Members of New Brunswick's opposition parties argue there has been little accountability for MLAs involved in the Atcon fiasco and that better controls are needed to prevent a similar debacle from happening again.
New Brunswick's auditor general Kim MacPherson said in a new audit this week on the Miramichi-based construction company that it was poorly managed and used questionable accounting when the Liberal government of Shawn Graham gave it $63.4 million in loan guarantees.
- Atcon was so badly managed, taxpayers' $63M was never going to save it, AG finds
- Opportunities NB boss defends response to Atcon fiasco
During Information Morning Fredericton's weekly political panel, Trade Minister Roger Melanson dodged questions on what consequences members of the Liberal government who were involved with the fiasco have faced.

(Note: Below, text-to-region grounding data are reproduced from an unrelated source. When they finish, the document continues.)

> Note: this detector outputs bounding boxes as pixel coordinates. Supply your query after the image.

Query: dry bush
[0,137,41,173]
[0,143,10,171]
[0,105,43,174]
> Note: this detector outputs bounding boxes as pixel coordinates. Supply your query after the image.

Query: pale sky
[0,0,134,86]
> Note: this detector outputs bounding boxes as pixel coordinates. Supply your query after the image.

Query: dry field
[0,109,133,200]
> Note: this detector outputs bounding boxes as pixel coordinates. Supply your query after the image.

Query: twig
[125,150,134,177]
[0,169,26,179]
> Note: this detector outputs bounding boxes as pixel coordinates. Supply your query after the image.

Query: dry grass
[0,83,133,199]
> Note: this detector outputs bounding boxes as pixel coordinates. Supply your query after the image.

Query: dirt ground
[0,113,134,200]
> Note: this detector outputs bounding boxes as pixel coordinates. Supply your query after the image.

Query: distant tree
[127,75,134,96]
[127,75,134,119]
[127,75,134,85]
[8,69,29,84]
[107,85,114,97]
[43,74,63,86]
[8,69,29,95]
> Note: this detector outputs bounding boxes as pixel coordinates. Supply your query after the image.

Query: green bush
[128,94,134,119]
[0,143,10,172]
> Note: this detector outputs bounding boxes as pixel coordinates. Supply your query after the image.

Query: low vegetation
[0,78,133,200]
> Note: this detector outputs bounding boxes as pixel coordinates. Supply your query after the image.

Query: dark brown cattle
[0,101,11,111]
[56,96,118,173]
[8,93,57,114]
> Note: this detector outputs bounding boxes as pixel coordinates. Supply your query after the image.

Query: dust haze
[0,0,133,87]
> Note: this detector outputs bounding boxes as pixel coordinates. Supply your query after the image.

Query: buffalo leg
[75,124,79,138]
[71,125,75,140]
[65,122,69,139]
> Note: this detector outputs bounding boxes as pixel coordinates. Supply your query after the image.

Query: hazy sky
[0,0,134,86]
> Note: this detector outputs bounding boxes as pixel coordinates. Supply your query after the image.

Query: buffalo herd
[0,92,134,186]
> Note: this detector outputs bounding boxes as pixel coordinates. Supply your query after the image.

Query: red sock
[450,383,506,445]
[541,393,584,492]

"I can't specifically answer what are the consequences," he said.
Progressive Conservative Riverview MLA Bruce Fitch said he was "appalled" by the minister's response, and said he was concerned that the government has not done enough to make sure something like Atcon doesn't happen again.
"We're still not protected here." - Progressive Conservative Riverview MLA Bruce Fitch
This week, MacPherson said only four of the 19 recommendations from her first audit in 2015 have been implemented, despite claims by Opportunities New Brunswick that 15 were implemented.
"The past is terrible, but the future, we're still not protected here," Fitch said.
Lack of consequences
Green Party Leader David Coon argued there has been no accountability for the six MLAs who were part of the Atcon decisions.
Current cabinet ministers Rick Doucet, Denis Landry and Brian Kenney, and former ministers Victor Boudreau, Ed Doherty and Donald Arseneault were part of the Shawn Graham government at the time the decisions were made.
"That's what really, really makes people cross, is the lack of accountability, the lack of consequences for poor decisions, bad decisions in our political system," he said.
People's Alliance Party Leader Kris Austin echoed Coon's arguments, but went one step further, calling on the MLAs to resign.
"At the end of the day, that should be a starting point," he said.
NDP Leader Jennifer McKenzie said the fiasco and results of the second audit highlight that the provincial government needs to find a better way to boost the economy than giving money to private companies.
"This way hasn't worked for New Brunswickers, is not working for New Brunswickers, and will not work for New Brunswickers," she said.
"It's a scathing report and calls for a different approach."